Quick Start & Requirements
- Installation: Clone the repository, create a conda environment (
conda create -n game_cua python==3.10
), activate it (conda activate game_cua
), and install dependencies (pip install -e .
).
- Prerequisites: Python 3.10, Conda, game-specific installations (e.g., SuperMarioBros-C, Sokoban, 2048-Pygame, Python-Tetris-Game-Pygame), and API keys for supported LLM providers.
- Setup: Requires cloning the repo, setting up a Python environment, installing dependencies, and configuring API keys. Game-specific setup and ROMs are also necessary.
- Docs: https://github.com/lmgame-org/GamingAgent
Highlighted Details
- Supports multiple LLM/VLM providers including OpenAI (GPT-4o, GPT-4o-mini), Anthropic (Claude 3.5, Claude 3.7), Gemini, and Deepseek.
- Features agents for classic games like Super Mario Bros., Sokoban, 2048, Tetris, Candy Crush, and Ace Attorney.
- Includes a modular architecture with specialized workers for memory, evidence, and decision-making, particularly for Ace Attorney.

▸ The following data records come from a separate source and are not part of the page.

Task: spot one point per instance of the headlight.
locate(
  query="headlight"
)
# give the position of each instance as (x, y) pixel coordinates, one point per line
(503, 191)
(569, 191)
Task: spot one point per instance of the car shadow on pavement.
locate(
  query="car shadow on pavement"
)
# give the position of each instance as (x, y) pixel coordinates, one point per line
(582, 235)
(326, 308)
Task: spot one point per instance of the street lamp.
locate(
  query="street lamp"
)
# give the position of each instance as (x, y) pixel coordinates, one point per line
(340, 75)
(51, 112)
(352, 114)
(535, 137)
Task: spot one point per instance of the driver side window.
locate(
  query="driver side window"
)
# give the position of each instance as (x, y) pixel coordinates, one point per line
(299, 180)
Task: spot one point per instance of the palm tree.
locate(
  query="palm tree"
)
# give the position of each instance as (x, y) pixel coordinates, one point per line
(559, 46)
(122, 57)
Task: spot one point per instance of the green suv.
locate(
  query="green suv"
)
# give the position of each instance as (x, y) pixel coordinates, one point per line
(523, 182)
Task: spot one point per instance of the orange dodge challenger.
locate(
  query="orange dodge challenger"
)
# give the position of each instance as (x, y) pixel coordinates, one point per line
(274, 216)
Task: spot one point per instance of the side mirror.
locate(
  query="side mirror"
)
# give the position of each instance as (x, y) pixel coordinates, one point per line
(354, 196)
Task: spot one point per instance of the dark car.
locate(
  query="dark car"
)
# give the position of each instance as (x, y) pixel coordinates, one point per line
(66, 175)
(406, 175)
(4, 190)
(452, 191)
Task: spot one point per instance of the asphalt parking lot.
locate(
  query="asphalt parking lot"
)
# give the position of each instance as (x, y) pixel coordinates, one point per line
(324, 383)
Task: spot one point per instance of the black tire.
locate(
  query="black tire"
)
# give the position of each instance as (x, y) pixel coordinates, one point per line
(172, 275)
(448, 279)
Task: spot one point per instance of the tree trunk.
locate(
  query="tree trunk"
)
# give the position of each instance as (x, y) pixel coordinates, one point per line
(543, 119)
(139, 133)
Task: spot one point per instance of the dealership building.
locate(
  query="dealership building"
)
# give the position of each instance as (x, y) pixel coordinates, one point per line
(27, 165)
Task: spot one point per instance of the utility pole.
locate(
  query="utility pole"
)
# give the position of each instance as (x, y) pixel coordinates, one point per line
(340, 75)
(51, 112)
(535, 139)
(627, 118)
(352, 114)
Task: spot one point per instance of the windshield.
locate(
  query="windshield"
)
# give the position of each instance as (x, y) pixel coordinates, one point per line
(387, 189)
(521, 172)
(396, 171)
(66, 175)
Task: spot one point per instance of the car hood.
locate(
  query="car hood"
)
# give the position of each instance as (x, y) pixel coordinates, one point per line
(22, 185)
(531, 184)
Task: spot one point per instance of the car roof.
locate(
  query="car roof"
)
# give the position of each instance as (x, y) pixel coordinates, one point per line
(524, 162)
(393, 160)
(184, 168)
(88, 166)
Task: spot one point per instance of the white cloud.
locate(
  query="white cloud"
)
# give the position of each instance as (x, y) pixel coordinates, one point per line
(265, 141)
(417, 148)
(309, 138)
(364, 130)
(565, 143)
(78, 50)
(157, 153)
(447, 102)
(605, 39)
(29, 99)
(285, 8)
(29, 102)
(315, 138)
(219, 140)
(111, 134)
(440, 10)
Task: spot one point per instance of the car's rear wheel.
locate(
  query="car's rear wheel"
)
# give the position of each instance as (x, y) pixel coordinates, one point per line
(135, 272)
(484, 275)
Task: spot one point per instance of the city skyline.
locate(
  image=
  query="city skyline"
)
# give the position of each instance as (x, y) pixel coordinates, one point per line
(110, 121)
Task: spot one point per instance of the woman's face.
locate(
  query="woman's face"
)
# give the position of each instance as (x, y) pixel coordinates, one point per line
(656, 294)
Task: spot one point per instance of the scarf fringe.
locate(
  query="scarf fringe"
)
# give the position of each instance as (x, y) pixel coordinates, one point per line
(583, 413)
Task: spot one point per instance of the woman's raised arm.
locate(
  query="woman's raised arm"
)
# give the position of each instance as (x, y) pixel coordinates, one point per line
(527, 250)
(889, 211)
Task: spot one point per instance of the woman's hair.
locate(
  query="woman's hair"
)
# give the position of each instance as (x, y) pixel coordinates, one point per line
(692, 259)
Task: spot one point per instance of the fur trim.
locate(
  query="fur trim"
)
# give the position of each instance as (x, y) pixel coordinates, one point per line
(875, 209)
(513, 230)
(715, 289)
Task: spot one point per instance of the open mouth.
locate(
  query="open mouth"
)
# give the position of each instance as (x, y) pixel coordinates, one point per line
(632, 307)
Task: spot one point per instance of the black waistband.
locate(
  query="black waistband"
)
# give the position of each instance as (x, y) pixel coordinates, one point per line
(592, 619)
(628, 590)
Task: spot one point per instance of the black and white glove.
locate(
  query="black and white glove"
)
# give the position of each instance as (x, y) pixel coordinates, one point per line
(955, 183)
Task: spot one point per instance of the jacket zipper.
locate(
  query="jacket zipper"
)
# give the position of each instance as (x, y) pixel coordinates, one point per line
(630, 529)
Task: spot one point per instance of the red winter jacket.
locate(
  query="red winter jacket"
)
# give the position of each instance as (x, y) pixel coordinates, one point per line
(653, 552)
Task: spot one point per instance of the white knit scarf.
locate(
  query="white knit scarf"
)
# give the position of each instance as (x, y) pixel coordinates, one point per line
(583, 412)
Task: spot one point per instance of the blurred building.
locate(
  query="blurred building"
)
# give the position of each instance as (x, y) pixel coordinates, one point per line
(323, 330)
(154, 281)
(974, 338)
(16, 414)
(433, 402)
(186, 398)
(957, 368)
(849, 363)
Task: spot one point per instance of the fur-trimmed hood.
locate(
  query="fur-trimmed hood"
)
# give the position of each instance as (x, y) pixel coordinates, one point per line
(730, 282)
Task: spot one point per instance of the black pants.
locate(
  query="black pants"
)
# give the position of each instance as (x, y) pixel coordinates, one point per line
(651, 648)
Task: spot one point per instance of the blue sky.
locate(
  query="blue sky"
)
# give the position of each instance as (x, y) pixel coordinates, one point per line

- Offers customizable policies for agent behavior, such as 'long', 'short', 'alternate', or 'mixed' for Super Mario Bros.
Maintenance & Community
- The project is hosted by lmgame-org. Further community or maintenance details are not explicitly provided in the README.
Licensing & Compatibility
- The README does not specify a license. Users should verify licensing for commercial use or closed-source integration.
Limitations & Caveats
- Game integration requires specific game installations and potential modifications to game code (e.g., Tetris game speed, screen capture regions).
- High-concurrency agent deployment with powerful models may incur significant API costs.
- Agent coordination and policy effectiveness can vary, with ongoing work to improve multi-worker coordination in games like Tetris.